From std::function constructor manual, I think constructing std::function object may throw exception, even the ratio is very low:

UniPtr<int> func()
{
    auto dealloc = [](int* p){delete p;};

    return UniPtr<int>{alloc(), dealloc};
}

But if using function pointer instead of std::function object:

template<typename T>
using UniPtr = std::unique_ptr<T, void(*)(T*)>;

I think after leaving the func() scope, the dealloc object should be freed, and it can't be referenced. Please correct me if I am wrong. So the only safe method I can come out is defining a global dealloc function:

void dealloc(int* p)
{
    delete p;
}

But I don't like this method.

Based on precedent exposition, there is not 100% safe way to use lambda as std::unique_ptr's Deleter, Or I misunderstand something? How to use lambda as std::unique_ptr's Deleter?

Answer 1

I think after leaving the func() scope, the dealloc object should be freed, and it can't be referenced.

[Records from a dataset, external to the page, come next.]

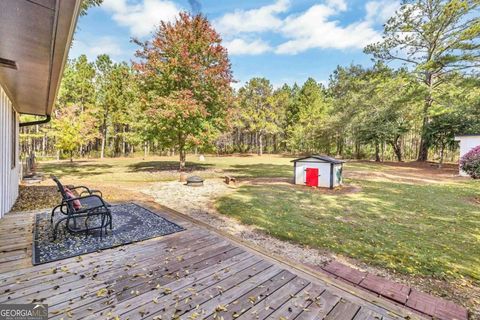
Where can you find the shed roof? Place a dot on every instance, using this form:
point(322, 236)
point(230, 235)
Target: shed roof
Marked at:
point(322, 158)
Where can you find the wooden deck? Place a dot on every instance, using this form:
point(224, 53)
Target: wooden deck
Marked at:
point(193, 274)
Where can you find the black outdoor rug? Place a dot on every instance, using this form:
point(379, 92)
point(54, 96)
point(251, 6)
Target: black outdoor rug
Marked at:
point(131, 223)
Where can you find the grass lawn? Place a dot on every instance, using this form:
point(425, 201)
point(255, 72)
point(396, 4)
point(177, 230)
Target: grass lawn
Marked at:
point(420, 229)
point(429, 227)
point(135, 170)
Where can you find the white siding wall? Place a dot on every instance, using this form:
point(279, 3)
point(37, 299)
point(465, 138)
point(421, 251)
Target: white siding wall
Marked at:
point(467, 143)
point(9, 177)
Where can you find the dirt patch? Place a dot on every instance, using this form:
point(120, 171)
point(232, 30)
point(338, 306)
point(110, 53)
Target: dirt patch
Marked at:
point(199, 204)
point(474, 200)
point(407, 172)
point(344, 189)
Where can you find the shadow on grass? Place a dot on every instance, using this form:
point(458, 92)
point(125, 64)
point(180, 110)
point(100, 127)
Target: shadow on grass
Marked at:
point(36, 197)
point(156, 166)
point(262, 170)
point(405, 223)
point(75, 168)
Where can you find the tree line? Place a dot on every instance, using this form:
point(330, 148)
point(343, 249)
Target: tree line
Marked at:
point(176, 97)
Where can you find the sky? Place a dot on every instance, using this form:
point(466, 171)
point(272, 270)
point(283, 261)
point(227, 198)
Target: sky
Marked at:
point(286, 41)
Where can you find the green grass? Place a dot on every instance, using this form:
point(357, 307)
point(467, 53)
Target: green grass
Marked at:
point(420, 229)
point(414, 229)
point(153, 169)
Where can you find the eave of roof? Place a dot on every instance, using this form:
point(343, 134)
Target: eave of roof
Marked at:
point(37, 35)
point(322, 158)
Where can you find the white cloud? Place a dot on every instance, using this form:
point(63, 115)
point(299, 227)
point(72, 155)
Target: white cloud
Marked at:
point(337, 4)
point(97, 46)
point(315, 29)
point(256, 20)
point(141, 18)
point(381, 11)
point(243, 47)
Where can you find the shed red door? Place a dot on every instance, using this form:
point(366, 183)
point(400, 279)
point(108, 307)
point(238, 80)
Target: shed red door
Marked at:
point(312, 177)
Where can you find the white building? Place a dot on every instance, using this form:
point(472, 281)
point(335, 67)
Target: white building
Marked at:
point(34, 40)
point(318, 171)
point(467, 143)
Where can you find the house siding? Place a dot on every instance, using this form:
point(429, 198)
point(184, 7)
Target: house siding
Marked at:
point(9, 171)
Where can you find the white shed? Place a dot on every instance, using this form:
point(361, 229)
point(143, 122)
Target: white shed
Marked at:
point(318, 171)
point(467, 143)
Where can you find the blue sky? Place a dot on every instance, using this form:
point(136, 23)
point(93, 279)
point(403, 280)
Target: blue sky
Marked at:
point(285, 41)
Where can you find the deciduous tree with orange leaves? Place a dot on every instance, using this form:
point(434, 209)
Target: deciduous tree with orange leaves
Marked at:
point(185, 76)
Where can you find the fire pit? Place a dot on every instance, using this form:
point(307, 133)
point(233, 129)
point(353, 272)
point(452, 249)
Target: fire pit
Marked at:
point(194, 181)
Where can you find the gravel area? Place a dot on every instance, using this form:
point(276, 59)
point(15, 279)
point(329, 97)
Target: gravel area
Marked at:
point(198, 202)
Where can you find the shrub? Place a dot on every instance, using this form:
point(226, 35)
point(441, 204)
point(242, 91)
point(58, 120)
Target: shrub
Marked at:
point(470, 162)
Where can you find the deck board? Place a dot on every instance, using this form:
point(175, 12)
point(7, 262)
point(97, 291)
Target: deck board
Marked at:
point(196, 273)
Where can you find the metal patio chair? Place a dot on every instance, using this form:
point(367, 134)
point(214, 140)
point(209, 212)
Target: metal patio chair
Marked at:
point(91, 205)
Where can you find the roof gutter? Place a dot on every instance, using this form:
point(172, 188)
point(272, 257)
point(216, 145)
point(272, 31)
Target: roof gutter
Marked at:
point(34, 123)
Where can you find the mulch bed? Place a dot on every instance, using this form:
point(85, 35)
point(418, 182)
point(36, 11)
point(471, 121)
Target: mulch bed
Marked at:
point(131, 223)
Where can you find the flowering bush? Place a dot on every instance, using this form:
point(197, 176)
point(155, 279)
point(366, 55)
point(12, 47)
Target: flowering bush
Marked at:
point(470, 163)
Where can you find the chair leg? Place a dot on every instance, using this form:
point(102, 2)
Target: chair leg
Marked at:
point(56, 227)
point(53, 213)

You don't need to worry about it. Yes the lambda object will be destroyed, but the pointer to function returned by the lambda's function pointer conversion function is always valid, it won't become dangled.

The value returned by this conversion function is a pointer to a function with C++ language linkage that, when invoked, has the same effect as invoking the closure object's function call operator directly.

Answer 2

If you defined UniPtr as

template<typename T>
using UniPtr = std::unique_ptr<T, void(*)(T*)>;

then the following code is valid, there are no concerns about the lifetime of the deleter

UniPtr<int> func()
{
    auto dealloc = [](int* p){delete p;};
    return UniPtr<int>{alloc(), dealloc};
}

Quoting N3337, expr.prim.lambda/6

The closure type for a lambda-expression with no lambda-capture has a public non-virtual non-explicit const conversion function to pointer to function having the same parameter and return types as the closure type's function call operator. The value returned by this conversion function shall be the address of a function that, when invoked, has the same effect as invoking the closure type's function call operator.

So your deleter is being initialized with a pointer to function, which remains valid even after you return from func.